Da aproximação entre um curador e um grupo de criminalistas nasceu a mostra "Osso: Exposição-apelo ao amplo direito de defesa de Rafael Braga", que abre na próxima terça (27), no Instituto Tomie Ohtake, em São Paulo.
Rafael Braga foi um dos poucos brasileiros presos e condenados no contexto das chamadas Jornadas de Junho de 2013, quando manifestações tomaram as ruas do país, primeiro contra o aumento da tarifa do transporte público, depois contra a corrupção e outras bandeiras.
Menos de um mês após obter progressão para o regime aberto com o uso de tornozeleira eletrônica, ele foi preso de novo e condenado, agora por tráfico de drogas, num julgamento contestado pelo acusado.
A proposta de uma mostra política obteve a adesão de 28 artistas, como Anna Maria Maiolino, Carmela Gross, Cildo Meireles, Nuno Ramos, Paulo Bruscky e Rosana Paulino.
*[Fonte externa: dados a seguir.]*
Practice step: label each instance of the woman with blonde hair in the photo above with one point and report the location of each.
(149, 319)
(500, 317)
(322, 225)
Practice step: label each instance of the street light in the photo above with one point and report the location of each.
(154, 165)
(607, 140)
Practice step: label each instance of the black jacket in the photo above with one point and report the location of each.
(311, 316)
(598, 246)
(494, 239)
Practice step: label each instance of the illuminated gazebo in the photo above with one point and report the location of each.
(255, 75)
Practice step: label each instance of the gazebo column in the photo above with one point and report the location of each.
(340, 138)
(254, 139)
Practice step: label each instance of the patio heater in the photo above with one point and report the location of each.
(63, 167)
Para o curador Paulo Miyada, ao emprestarem seu prestígio para a causa do direito de defesa, os artistas atuam como cidadãos e colocam seu trabalho como de uso público, a favor do debate.
"A ideia é de subverter o formato mais consolidado de exposição de arte e política, quando uma proposta curatorial mais ampla permite que cada trabalho apresente uma agenda, para obtermos não apenas obras-discurso mas obras-atitude", diz Miyada.
DEBATE JUDICIAL
A exposição é uma parceria com o Instituto de Defesa do Direito de Defesa (IDDD).
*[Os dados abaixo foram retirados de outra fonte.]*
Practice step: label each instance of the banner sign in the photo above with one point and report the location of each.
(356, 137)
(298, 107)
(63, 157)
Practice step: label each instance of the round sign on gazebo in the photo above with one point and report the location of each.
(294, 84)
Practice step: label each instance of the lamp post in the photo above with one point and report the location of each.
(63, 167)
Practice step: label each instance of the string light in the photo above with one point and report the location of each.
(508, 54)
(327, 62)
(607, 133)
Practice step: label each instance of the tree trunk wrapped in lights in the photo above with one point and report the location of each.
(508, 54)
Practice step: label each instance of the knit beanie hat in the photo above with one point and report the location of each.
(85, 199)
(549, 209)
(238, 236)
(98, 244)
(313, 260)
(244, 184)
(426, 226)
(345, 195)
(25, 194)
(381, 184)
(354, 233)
"Osso" é uma alusão à escolha de obras feitas a partir de elementos mínimos e também à fragilidade do direito de defesa no país.
"Rafael Braga é um dos milhares de jovens negros e pobres condenados de maneira desproporcional a crimes a eles imputados apenas com base no relato policial", explica Hugo Leonardo, vice-presidente do IDDD.
"A Justiça criminal é em geral aplicada aos mais vulneráveis da sociedade, a quem não é dada voz, numa espécie de perseguição penal, que perpetua a exclusão."
Para ele, a abordagem por meio da arte pode quebrar barreiras, como o preconceito e a indiferença, e permitir um diálogo verdadeiro.
"A multiplicidade de sentidos e afetos envolvidos na arte são amplos, abertos, e capazes de sensibilizar o outro", concorda Carmela Gross, que participa da mostra com um desenho em grafite sobre parece ("Águia", de 1995) feito como parte de uma instalação na antiga Cadeia Municipal de Santos.
Para Cildo Meireles, a exposição se insere num quadro de "injustiça sistemática do país em que os corruptos não estão presos mesmo com provas gritantes acumuladas contra eles". "A arte mostra a indignação possível."
Paulo Bruscky, que vai remontar seu Manifesto Nadaísta, lançado em 1974, durante o regime militar, como forma de protesto contra a censura e a perseguição que sofria, afirma se identificar com o caso de Rafael Braga.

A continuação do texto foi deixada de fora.